Expanding and Modernizing to Meet the Needs of Manitobans
The first hospital founded in Western Canada, the Saint-Boniface General Hospital is one of the few hospitals to remain in the hands of the Gray Nuns.
On January 18, 1996, as the establishment celebrated its 125th anniversary, journalist Maroussia Kishka looked back on the latter’s history.
The nuns, who arrived on the banks of the Red River in 1844, founded the hospital in 1871. The building only had four beds to accommodate patients.
Between 1871 and 1911, Manitoba’s population doubled every 10 years. The province goes from 25,000 to 400,000 inhabitants.
The Saint-Boniface Hospital had to grow rapidly and offer a greater number of beds because of the epidemics which raged at the end of the 19th century. Winnipeg receives at the time
the sad nickname of
typhoid capital of North America .
During this period, the Saint-Boniface Hospital expanded and modernized. It reached 500 beds in 1914.
” In particular, the Hospital has an electric power station and a heating system with thermostat in all rooms. Unheard of in Winnipeg in 1912. “
While medicine is in its infancy in terms of surgery, the operating theaters and the laboratory at Hôpital de Saint-Boniface are at the cutting edge of what is being done at the start of the 20th century.
The Gray Nuns constantly follow developments in medicine and health care.
In the 1950s, the Hospital was further modernized and acquired 13 new operating theaters. One of them will welcome the first open heart operated patient in Manitoba. Performed in 1959 on a 5-year-old boy, the operation, lasting 7 hours, proved to be a success.
The Hospital would become a leader in the research and treatment of heart disease with its renowned Research Center, inaugurated in 1987.
In 1984, Saint-Boniface became the first hospital in Canada to create a palliative care program.
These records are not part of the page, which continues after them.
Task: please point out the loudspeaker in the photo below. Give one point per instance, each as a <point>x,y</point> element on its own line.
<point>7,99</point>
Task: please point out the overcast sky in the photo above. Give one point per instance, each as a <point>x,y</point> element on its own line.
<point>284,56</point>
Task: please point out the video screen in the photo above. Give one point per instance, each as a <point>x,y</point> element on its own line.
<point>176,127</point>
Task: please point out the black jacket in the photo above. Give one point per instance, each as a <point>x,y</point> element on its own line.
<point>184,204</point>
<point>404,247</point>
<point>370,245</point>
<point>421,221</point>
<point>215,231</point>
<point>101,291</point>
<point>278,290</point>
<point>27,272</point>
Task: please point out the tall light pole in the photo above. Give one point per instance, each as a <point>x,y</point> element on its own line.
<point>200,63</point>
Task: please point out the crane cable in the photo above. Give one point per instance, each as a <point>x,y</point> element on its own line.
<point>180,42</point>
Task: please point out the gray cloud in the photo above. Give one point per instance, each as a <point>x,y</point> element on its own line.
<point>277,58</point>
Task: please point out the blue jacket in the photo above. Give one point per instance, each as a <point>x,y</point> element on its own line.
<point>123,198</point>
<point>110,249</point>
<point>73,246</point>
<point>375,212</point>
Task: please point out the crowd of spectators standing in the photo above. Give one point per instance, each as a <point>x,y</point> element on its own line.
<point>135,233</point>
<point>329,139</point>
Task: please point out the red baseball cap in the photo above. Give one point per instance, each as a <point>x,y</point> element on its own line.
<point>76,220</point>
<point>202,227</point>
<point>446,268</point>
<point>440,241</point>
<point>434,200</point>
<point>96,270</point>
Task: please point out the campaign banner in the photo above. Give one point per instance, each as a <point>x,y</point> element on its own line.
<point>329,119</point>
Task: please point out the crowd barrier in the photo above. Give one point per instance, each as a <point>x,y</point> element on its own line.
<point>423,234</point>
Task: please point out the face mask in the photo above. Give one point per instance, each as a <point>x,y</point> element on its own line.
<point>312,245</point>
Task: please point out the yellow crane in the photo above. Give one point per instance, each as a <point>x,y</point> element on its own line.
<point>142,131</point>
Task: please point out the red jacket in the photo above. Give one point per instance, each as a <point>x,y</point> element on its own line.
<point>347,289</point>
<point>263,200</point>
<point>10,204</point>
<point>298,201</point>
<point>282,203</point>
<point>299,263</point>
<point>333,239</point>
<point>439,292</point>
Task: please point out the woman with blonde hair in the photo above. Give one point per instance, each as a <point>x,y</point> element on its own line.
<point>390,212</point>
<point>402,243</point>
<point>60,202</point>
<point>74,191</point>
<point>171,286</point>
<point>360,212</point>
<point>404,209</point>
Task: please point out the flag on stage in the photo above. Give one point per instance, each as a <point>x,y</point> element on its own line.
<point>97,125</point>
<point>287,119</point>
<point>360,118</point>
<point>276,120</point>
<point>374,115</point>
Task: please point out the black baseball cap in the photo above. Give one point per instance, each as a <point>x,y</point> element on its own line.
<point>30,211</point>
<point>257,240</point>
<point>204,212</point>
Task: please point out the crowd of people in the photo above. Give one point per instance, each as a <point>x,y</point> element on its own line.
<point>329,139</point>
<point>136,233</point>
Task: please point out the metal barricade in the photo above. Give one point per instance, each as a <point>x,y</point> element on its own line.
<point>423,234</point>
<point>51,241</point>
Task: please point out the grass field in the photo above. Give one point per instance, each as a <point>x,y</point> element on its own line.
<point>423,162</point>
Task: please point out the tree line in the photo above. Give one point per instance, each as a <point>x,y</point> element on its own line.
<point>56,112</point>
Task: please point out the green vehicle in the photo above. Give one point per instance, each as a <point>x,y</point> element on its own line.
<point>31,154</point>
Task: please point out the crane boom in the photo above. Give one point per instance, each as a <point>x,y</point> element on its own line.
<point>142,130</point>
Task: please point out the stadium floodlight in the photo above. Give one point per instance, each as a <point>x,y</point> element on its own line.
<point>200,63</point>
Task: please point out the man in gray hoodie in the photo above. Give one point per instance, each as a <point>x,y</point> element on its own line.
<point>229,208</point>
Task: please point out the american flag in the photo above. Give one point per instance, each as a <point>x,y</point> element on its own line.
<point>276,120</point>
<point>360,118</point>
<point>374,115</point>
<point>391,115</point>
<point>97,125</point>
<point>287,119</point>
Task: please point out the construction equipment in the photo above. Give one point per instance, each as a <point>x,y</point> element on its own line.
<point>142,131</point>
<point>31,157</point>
The Gray Nuns’ contribution is not unconditional
On February 17, 1986, the journalist Jean Larin presents to the Point a report that deals with the impact of the Gray Nuns in the management of the Saint-Boniface General Hospital.
The community of the Sisters of Charity of Montreal, or Gray Nuns, was founded by Marguerite d’Youville in 1737 in Montreal.
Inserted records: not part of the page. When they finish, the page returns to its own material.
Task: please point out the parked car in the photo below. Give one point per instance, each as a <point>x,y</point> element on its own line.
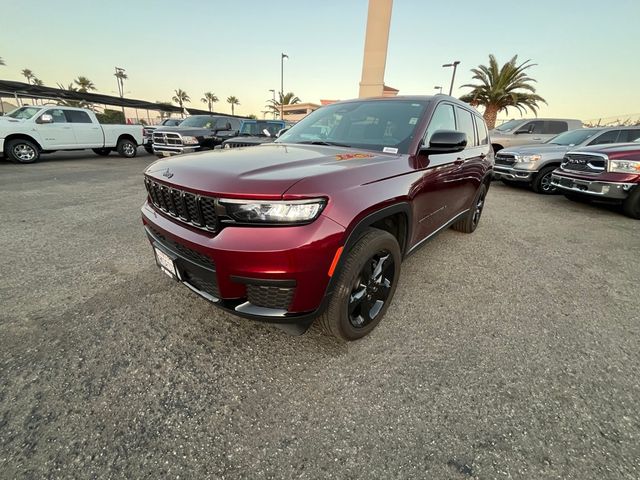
<point>195,134</point>
<point>534,164</point>
<point>149,129</point>
<point>529,130</point>
<point>608,173</point>
<point>316,225</point>
<point>255,132</point>
<point>28,132</point>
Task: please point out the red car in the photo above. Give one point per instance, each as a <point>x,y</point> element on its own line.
<point>317,224</point>
<point>609,173</point>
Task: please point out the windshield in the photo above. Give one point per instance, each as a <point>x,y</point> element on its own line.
<point>573,137</point>
<point>200,122</point>
<point>24,113</point>
<point>508,126</point>
<point>256,128</point>
<point>384,125</point>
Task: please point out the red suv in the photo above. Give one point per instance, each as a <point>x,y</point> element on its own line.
<point>316,224</point>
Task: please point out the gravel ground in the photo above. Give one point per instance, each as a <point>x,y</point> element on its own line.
<point>509,353</point>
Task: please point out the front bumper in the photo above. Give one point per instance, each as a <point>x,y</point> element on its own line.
<point>272,274</point>
<point>178,150</point>
<point>596,188</point>
<point>509,173</point>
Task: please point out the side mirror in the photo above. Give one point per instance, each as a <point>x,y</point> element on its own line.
<point>445,141</point>
<point>45,118</point>
<point>281,132</point>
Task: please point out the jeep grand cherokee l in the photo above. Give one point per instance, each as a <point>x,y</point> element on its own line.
<point>316,224</point>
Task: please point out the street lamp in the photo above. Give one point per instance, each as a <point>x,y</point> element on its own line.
<point>282,57</point>
<point>274,102</point>
<point>453,75</point>
<point>120,74</point>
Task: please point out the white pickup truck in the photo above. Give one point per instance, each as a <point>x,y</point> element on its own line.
<point>28,132</point>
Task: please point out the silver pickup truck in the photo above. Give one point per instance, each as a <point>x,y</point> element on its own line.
<point>533,164</point>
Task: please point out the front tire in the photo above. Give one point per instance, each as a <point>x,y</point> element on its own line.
<point>631,205</point>
<point>469,222</point>
<point>22,151</point>
<point>365,286</point>
<point>126,148</point>
<point>542,181</point>
<point>103,152</point>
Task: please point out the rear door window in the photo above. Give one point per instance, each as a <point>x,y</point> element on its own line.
<point>607,137</point>
<point>553,127</point>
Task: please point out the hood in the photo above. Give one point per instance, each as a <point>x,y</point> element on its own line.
<point>269,170</point>
<point>539,149</point>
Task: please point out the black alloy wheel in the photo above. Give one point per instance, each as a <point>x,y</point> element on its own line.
<point>371,290</point>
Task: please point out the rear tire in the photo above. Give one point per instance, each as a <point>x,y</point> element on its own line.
<point>542,182</point>
<point>365,287</point>
<point>469,222</point>
<point>103,152</point>
<point>126,148</point>
<point>22,151</point>
<point>631,205</point>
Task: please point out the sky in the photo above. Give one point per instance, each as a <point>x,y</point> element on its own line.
<point>585,51</point>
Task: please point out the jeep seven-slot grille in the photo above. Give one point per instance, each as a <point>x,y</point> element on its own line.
<point>190,208</point>
<point>584,163</point>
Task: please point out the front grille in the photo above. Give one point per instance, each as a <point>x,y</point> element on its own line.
<point>578,162</point>
<point>270,296</point>
<point>167,139</point>
<point>183,250</point>
<point>505,159</point>
<point>190,208</point>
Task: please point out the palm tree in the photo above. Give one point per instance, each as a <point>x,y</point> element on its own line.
<point>233,101</point>
<point>181,98</point>
<point>288,99</point>
<point>84,84</point>
<point>28,74</point>
<point>209,98</point>
<point>501,88</point>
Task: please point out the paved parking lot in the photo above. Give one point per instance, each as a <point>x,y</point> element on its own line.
<point>510,353</point>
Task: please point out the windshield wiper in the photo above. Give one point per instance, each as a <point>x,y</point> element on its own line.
<point>322,142</point>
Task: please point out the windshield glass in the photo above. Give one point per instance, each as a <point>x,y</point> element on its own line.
<point>383,125</point>
<point>200,122</point>
<point>573,137</point>
<point>508,126</point>
<point>256,128</point>
<point>24,113</point>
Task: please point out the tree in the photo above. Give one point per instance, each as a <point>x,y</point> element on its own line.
<point>289,98</point>
<point>233,101</point>
<point>28,74</point>
<point>84,84</point>
<point>181,98</point>
<point>501,88</point>
<point>209,98</point>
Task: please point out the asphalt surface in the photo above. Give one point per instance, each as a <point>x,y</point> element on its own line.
<point>510,353</point>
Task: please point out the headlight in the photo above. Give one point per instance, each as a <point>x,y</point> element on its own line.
<point>187,140</point>
<point>527,158</point>
<point>624,166</point>
<point>275,212</point>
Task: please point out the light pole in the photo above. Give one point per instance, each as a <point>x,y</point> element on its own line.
<point>282,57</point>
<point>453,75</point>
<point>273,91</point>
<point>120,74</point>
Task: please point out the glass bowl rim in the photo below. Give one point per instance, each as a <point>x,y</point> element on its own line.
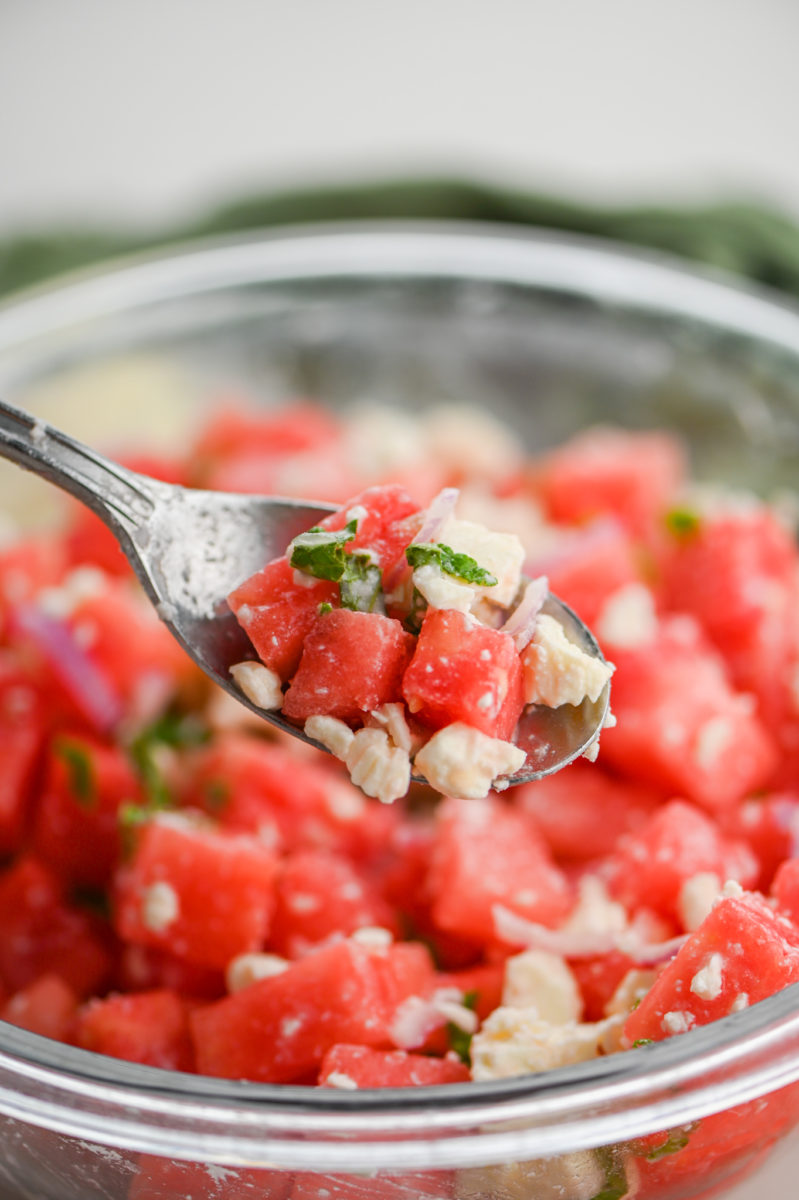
<point>626,1095</point>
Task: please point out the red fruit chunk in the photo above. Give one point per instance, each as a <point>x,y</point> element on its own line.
<point>678,841</point>
<point>352,663</point>
<point>41,933</point>
<point>462,671</point>
<point>487,855</point>
<point>631,475</point>
<point>383,527</point>
<point>738,575</point>
<point>582,811</point>
<point>318,895</point>
<point>203,894</point>
<point>680,725</point>
<point>388,1068</point>
<point>286,1024</point>
<point>150,1027</point>
<point>742,952</point>
<point>46,1006</point>
<point>77,815</point>
<point>277,613</point>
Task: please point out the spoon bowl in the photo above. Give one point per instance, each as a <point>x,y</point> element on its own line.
<point>191,547</point>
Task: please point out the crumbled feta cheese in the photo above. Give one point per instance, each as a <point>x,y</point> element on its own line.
<point>331,733</point>
<point>708,981</point>
<point>677,1023</point>
<point>377,766</point>
<point>248,969</point>
<point>545,982</point>
<point>160,906</point>
<point>628,617</point>
<point>462,761</point>
<point>500,553</point>
<point>516,1042</point>
<point>259,684</point>
<point>559,672</point>
<point>697,898</point>
<point>442,591</point>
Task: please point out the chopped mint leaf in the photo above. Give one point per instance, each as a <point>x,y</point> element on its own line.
<point>461,1041</point>
<point>683,522</point>
<point>616,1177</point>
<point>320,552</point>
<point>461,567</point>
<point>80,772</point>
<point>676,1140</point>
<point>361,585</point>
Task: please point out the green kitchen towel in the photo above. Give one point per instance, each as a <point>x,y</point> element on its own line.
<point>748,239</point>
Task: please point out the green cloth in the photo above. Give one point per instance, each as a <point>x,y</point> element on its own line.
<point>750,240</point>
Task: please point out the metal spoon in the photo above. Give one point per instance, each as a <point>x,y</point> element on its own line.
<point>191,547</point>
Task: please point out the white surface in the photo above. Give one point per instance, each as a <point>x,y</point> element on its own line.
<point>154,109</point>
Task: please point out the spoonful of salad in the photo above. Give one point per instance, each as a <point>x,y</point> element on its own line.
<point>402,640</point>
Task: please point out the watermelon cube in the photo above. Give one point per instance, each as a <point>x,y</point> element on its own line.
<point>464,672</point>
<point>352,663</point>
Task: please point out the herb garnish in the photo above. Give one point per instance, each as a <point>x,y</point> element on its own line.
<point>79,767</point>
<point>461,567</point>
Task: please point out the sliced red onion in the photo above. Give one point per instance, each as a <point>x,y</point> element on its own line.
<point>439,509</point>
<point>518,930</point>
<point>89,688</point>
<point>521,623</point>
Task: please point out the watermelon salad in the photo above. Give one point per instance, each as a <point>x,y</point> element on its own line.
<point>394,634</point>
<point>182,887</point>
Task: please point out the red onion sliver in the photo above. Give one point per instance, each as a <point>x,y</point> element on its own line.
<point>438,510</point>
<point>521,623</point>
<point>86,684</point>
Since its founding, the Gray Nuns community has set up and managed dozens of establishments working in the field of health and social services, in Canada and the United States.
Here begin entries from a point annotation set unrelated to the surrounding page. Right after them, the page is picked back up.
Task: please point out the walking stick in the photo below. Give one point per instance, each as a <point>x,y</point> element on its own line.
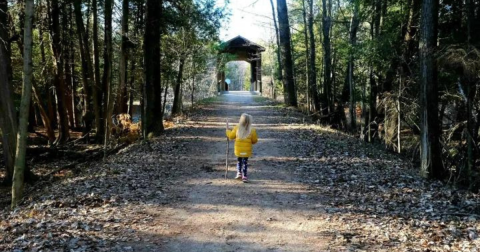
<point>226,155</point>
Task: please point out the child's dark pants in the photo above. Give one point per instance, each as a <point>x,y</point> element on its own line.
<point>242,163</point>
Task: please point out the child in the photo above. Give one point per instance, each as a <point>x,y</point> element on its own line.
<point>245,137</point>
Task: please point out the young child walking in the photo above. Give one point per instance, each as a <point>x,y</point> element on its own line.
<point>245,137</point>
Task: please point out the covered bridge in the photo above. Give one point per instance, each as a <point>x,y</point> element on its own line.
<point>241,49</point>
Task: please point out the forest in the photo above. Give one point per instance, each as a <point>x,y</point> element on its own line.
<point>112,126</point>
<point>90,71</point>
<point>402,75</point>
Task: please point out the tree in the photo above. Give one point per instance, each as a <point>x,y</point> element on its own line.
<point>430,149</point>
<point>59,82</point>
<point>350,73</point>
<point>107,70</point>
<point>21,147</point>
<point>97,87</point>
<point>327,56</point>
<point>152,121</point>
<point>87,67</point>
<point>8,115</point>
<point>277,40</point>
<point>122,96</point>
<point>286,53</point>
<point>312,71</point>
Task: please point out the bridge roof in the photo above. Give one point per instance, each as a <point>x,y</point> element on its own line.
<point>240,43</point>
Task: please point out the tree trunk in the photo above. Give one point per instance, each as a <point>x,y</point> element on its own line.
<point>107,69</point>
<point>122,97</point>
<point>312,70</point>
<point>177,100</point>
<point>69,103</point>
<point>277,38</point>
<point>307,59</point>
<point>152,118</point>
<point>351,61</point>
<point>97,88</point>
<point>45,118</point>
<point>286,49</point>
<point>87,69</point>
<point>430,149</point>
<point>21,146</point>
<point>327,58</point>
<point>59,82</point>
<point>8,115</point>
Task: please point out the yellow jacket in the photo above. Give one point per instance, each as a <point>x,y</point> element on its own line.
<point>243,147</point>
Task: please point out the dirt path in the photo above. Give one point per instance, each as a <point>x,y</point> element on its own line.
<point>312,189</point>
<point>274,212</point>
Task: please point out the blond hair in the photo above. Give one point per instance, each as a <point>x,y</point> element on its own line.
<point>244,126</point>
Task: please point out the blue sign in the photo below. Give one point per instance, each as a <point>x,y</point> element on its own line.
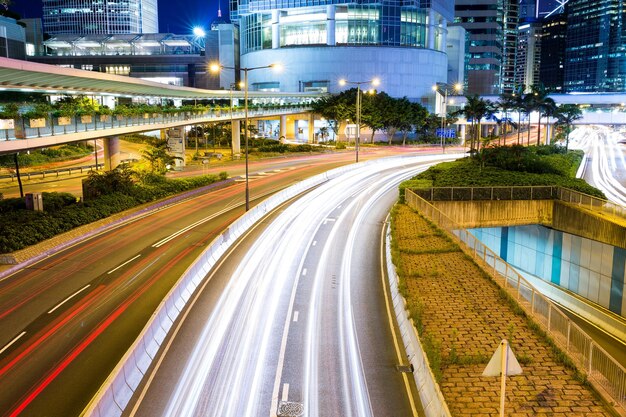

For several years, the Gray Nuns reigned over many of our hospitals, but with the secularization of Quebec society, they gradually disappeared from the spheres that were once reserved for them.
In Quebec, we owe the Gray Nuns in particular the hospitals of Notre-Dame, Maisonneuve-Rosemont and the Montreal Heart Institute, which are now administered by the government.
With the advent of health insurance in the early 1970s, the Gray Nuns left the province of Quebec. But in Western Canada, particularly at the Saint-Boniface Hospital, they continued their work with the sick.
” I think Youville’s mother really had a technique. She was said to have a charisma, a gift for others, and she was a good manager. “
After more than 200 years, their reputation as hospital managers is solid and recognized. The well-being of the patient has always been at the heart of their mission statement.
When Gray Nuns run health facilities, they do so by imposing their conditions. Thus, in 1985, they closed the door to in vitro fertilization. Saint-Boniface Hospital does not perform abortions either, and requests for waterspout ligation or vasectomies are considered on a case-by-case basis.
In 2000, the Gray Nuns transferred to the Catholic Corporation of Manitoba the management and ownership rights of their health works, in particular the Saint-Boniface General Hospital.
Members of the Catholic Health Corporation of Manitoba are appointed by the Gray Nuns. The board of directors is made up of 14 members, who represent each of the establishments in the network. The Saint-Boniface General Hospital is also affiliated with the University of Manitoba.